Last week a federal judge ruled that a Montana blogger must pay $2.5 million to an Oregon lawyer and his company for defamation, rejecting her argument of press freedom. the blogosphere was, predictably, not impressed.

Rebecca Rosen at the Atlantic says the question–are bloggers journalists?–is moot.

The idea that press freedom is about protecting journalists is anachronistic, something we have pasted onto an older idea. When Thomas Jefferson wrote about press freedom, the idea of a professional journalist didn’t exist in any modern sense. His ideas were motivated by the dual legacies of licensing and censorship. In the 17th century, censors regulated presses so tightly that only licensed printers could operate and they could publish only books explicitly approved by the queen. For Jefferson, a protection for a particular, favored business would have smacked of exactly the sort of licensing scheme he was trying to avoid.

…The age of the institutional media today looks like a flash in the pan, an aberration from the more-normal mode of citizen publishing. It’s not something we should seek to preserve artificially through laws. When we do, we end up trying trying to divine principles that can help us draw lines between journalists and everybody else. Well, what is their practice? we ask. Do they have sources? Do they have notebooks? Does this person look like a journalist?

3 Responses

  1. I’m not sure this is the salient point. Sure she is a hack and a nutbar. But so are many journalists. Neither citizens nor journalists are immune from prosecution for libel and slander. I think the important and alarming aspect of this judgment was the court’s decision to even make the journalist versus blogger distinction, thereby obscuring and narrowing the intent of free speech and press protections.

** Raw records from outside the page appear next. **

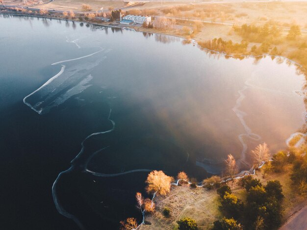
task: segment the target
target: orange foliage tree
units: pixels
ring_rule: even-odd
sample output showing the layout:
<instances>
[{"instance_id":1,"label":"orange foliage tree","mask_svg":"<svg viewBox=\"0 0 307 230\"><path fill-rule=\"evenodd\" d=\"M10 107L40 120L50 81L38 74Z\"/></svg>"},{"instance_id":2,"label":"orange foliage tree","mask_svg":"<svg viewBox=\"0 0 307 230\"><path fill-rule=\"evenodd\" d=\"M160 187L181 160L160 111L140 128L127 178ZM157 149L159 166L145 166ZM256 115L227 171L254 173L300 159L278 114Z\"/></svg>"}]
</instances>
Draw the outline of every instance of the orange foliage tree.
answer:
<instances>
[{"instance_id":1,"label":"orange foliage tree","mask_svg":"<svg viewBox=\"0 0 307 230\"><path fill-rule=\"evenodd\" d=\"M137 227L136 219L132 217L129 217L126 219L125 221L122 221L120 224L121 224L120 229L121 230L132 230Z\"/></svg>"},{"instance_id":2,"label":"orange foliage tree","mask_svg":"<svg viewBox=\"0 0 307 230\"><path fill-rule=\"evenodd\" d=\"M147 212L152 213L154 211L155 204L149 198L146 198L144 202L144 209Z\"/></svg>"},{"instance_id":3,"label":"orange foliage tree","mask_svg":"<svg viewBox=\"0 0 307 230\"><path fill-rule=\"evenodd\" d=\"M171 190L171 182L173 179L166 175L161 171L151 172L147 177L146 191L165 196Z\"/></svg>"}]
</instances>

  2. @SB thanks for the extra links! It sounds to me like this Ms.Cox would never have been protect-able, journalist or not… Any person publishing misleading copy-paste jobs that so outrageously misrepresents the character of a person is committing libel. Professional journalists only enjoy “greater” protections in that they have fact-checkers and editors working with them to ensure they do not commit such crimes in their writings.

  3. If you read further on this, you will see that – journalist or not – the blogger was in the wrong. She seemed to have been engaged in a serious case of distortion, defamation and destruction of someone’s reputation, without any real evidence.

    See http://www.nytimes.com/2011/12/12/business/media/when-truth-survives-free-speech.html?_r=2&pagewanted=all&ref=business

    Also from http://www.theatlantic.com/technology/archive/2011/12/why-we-should-stop-asking-whether-bloggers-are-journalists/249864/

    “As the details came into focus, journalists everywhere breathed a sigh of relief. She’s not a journalist; she’s just a crazy lady with WordPress! We don’t need to protect her. But the reason we don’t need to protect Cox isn’t because she’s not a journalist. It’s because, as Carr describes, her information was bad. “None of it was ever proved,” he says. If she had indeed exposed criminal wrongdoing and the Judge had not protected her, we should be outraged. But that’s not the case.”

    The “blogosphere” not being “impressed” was probably a case of them not reading and thinking about the full details before posting.